Of Kaltain: "Her blood grew warm and glittering."
"[Celaena's] eyes were distant and far away."
"His eyes burned red, and he pointed at her in a broken, stiff way."--Chapter 48
"The pain in [Kaltain's] head erupted, so violent that her vision went obsidian and she stopped thinking clearly."--Chapter 50
Dorian's temper flared with dizzying speed.--Chapter 51
Dorian drowned in the cold rage that lay inside of him. --Chapter 51
There are so many cliches:
"He wiped the smile from his face."
"Celaena's blood went cold." 
There are so many questionable plot details:
In the Yulemas Ball scene: "How had she not noticed how handsome Chaol was?" There's a laughable little love-triangle flip-flop here, where Celaena spends some time noticing how loyal, honorable, and strong Chaol is, and wonders if he'd even consider her his friend.
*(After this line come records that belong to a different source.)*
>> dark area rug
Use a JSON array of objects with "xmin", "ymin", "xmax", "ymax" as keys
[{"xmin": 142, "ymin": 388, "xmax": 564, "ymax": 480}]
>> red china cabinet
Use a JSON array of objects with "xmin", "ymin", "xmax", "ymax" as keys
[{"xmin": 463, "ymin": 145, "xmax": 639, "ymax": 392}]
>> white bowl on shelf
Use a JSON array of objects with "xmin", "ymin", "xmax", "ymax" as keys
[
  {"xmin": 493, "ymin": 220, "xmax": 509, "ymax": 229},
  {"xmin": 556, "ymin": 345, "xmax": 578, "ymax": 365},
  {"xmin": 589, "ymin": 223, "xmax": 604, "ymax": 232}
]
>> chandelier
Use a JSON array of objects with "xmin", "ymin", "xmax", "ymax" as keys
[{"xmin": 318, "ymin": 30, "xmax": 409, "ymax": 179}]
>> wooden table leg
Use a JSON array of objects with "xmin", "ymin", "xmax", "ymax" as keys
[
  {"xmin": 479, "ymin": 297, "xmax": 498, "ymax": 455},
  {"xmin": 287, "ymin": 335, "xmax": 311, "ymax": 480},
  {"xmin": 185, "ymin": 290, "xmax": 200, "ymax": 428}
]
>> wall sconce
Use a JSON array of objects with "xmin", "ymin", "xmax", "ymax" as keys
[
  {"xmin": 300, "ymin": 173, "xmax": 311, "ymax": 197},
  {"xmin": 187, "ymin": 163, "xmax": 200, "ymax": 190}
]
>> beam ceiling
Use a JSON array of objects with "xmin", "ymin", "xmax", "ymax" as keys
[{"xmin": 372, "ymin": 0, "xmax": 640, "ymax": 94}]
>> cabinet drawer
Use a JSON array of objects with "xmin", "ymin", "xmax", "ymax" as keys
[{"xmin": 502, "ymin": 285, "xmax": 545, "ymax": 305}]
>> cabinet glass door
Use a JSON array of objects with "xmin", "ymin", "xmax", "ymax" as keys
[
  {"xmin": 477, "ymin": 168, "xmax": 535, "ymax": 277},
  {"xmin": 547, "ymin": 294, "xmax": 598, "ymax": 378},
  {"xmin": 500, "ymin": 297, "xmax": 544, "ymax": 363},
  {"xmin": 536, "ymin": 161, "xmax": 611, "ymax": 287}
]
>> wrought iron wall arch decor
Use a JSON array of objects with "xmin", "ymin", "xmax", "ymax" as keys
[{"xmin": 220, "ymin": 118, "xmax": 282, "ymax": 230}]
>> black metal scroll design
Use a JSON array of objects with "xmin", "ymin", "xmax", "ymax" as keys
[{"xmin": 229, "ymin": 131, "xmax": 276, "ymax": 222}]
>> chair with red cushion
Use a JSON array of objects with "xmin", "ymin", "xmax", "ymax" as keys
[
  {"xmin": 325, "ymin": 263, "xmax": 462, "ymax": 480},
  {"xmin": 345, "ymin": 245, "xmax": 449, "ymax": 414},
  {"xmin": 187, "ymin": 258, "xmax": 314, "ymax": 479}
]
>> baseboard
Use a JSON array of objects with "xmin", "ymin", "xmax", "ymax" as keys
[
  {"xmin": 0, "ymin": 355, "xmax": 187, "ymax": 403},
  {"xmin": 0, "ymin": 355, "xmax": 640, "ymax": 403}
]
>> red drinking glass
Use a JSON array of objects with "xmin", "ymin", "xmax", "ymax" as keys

And then Dorian caresses her back and she instantly wants him. She wants him, we're told, and that desire makes her forget all about Chaol. This passage felt almost like fan fiction in how impulsive the writing was.
Would Philippa have helped the assassin go to a ball that's attended by Dorian and the Queen, who are Philippa's employers and the leaders of her nation, given that the assassin could slay them both in a heartbeat? Not likely. (Philippa is one of the few people who knows that Lady Lillian is an assassin.)
D'oh! Why does Chaol think Celaena will be disqualified if he alerts the king that she has been poisoned? What sense does that make? Later, Celaena reassures him that it's good he didn't stop the trial, because she would have been disqualified--almost to reassure us, the reader, that we should actually believe this nonsensical plot point.
In sum. I don't think I'll be reading on in this series. While I appreciate that books like this are fun and consumable, and stoke the affection of the audience, and I applaud Ms. Maas for capturing the imagination of so many readers, I need more in book. I need stronger writing, more character development, and more attention to building a complete, believable world, with global conflicts and not just the saga of one young woman's olympic trials and romantic waffling. Perhaps the sequels would provide some of the things I was missing in this first installment, but it would take a lot of convincing to get me to invest in them.